Chaining iterators for C++

Solution 1:

Came across this question while investigating for a similar problem.

Even if the question is old, now in the time of C++ 11 and boost 1.54 it is pretty easy to do using the Boost.Range library. It features a join-function, which can join two ranges into a single one. Here you might incur performance penalties, as the lowest common range concept (i.e. Single Pass Range or Forward Range etc.) is used as new range's category and during the iteration the iterator might be checked if it needs to jump over to the new range, but your code can be easily written like:

#include <boost/range/join.hpp>

#include <iostream>
#include <vector>
#include <deque>

int main()
{
  std::deque<int> deq = {0,1,2,3,4};  
  std::vector<int> vec = {5,6,7,8,9};  

  for(auto i : boost::join(deq,vec))
    std::cout << "i is: " << i << std::endl;

  return 0;
}

Solution 2:

In C++, an iterator usually doesn't makes sense outside of a context of the begin and end of a range. The iterator itself doesn't know where the start and the end are. So in order to do something like this, you instead need to chain together ranges of iterators - range is a (start, end) pair of iterators.

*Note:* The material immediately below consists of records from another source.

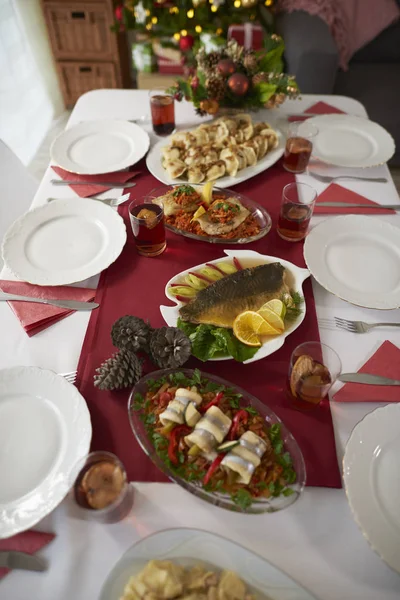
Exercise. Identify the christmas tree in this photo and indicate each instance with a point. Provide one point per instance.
(187, 19)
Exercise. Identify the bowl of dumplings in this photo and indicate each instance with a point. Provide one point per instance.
(230, 149)
(207, 213)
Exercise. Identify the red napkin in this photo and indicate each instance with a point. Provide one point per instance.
(385, 362)
(36, 317)
(337, 193)
(84, 191)
(320, 108)
(27, 541)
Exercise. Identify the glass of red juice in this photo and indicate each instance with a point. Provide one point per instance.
(147, 221)
(162, 112)
(299, 144)
(298, 200)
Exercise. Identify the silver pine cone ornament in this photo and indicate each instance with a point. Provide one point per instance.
(170, 347)
(120, 371)
(131, 333)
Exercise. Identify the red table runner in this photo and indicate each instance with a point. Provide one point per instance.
(135, 285)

Takes a look at the boost::range documentation. It may provide tools for constructing a chain of ranges. The one difference is that they will have to be the same type and return the same type of iterator. It may further be possible to make this further generic to chain together different types of ranges with something like any_iterator, but maybe not.

Solution 3:

I've written one before (actually, just to chain two pairs of iterators together). It's not that hard, especially if you use boost's iterator_facade.

Making an input iterator (which is effectively what Python's chain does) is an easy first step. Finding the correct category for an iterator chaining a combination of different iterator categories is left as an exercise for the reader ;-).